The higher one moves up the wealth distribution, the higher the probability of hiding assets. Scandinavian households in the top 0.01% of the wealth pyramid – the ultra-rich, who own more than $40m in net wealth each – are 250 times more likely than average to hide assets. Furthermore, the ultra-rich HSBC customers had considerably more wealth in their accounts than other customers – so although they were very few in number, they owned around half of all the wealth hidden at HSBC.

This pattern is not specific to HSBC or the Panama Papers. Over the last few years, thousands of Norwegians and Swedes have voluntarily declared previously hidden assets under a tax amnesty. Here again, the super-rich are found to own half of the total amount of offshore wealth.

So what are the consequences for inequality? At the very top of the pyramid, it is much greater than previously estimated. In Norway, where the available wealth data is particularly detailed, the super-wealthy appear to be 30% wealthier than previously thought, when all the wealth hidden in tax havens is taken into account. The share of wealth owned by the top 0.1% increases from 8% to 10%.

Since Scandinavians generally pay their taxes and hide little wealth in total, our results are likely to be even stronger in Great Britain and elsewhere. A more accurate measurement of tax evasion would likely increase inequality levels even more than in Scandinavia.

These results underscore a basic truth: in a world where wealth is globalised and where a big industry has specialised in helping the ultra-rich avoid and sometimes evade their taxes, our ability to track great fortunes – and to tax them appropriately – faces considerable challenges.

But does this mean nothing can be done? Not at all.

It is possible to collect much better information on wealth and its distribution. Progress has already started in this area, as a number of tax havens have agreed to automatically exchange bank information with foreign countries’ tax authorities – a major evolution since the time of the HSBC leak.

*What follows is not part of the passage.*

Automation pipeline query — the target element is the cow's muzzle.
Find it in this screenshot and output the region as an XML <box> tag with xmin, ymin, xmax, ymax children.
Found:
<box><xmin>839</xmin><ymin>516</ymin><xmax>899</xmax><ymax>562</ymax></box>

But this policy faces an obvious issue: what are the incentives for offshore bankers to provide truthful information? After all, these are the same people who for decades have been hiding their clients behind shell companies, and sometimes even smuggling diamonds in toothpaste tubes or handing out bank statements concealed in sports magazines – all of this in violation of the law and the banks’ stated policies.

Yet it still should be possible to secure their cooperation, if they face stiff enough sanctions for non-compliance.

More broadly, the key to successfully fighting tax evasion is to change the incentives for the providers of wealth concealment services. Over the last few years, a number of banks have pleaded guilty in the US to criminal conspiracies to defraud the Internal Revenue Service – yet they were able to keep their banking licences, and the fines they had to pay paled in comparison to their profits. A more ambitious approach would put criminal organisations out of business. If tax evasion ceases to pay, it will disappear.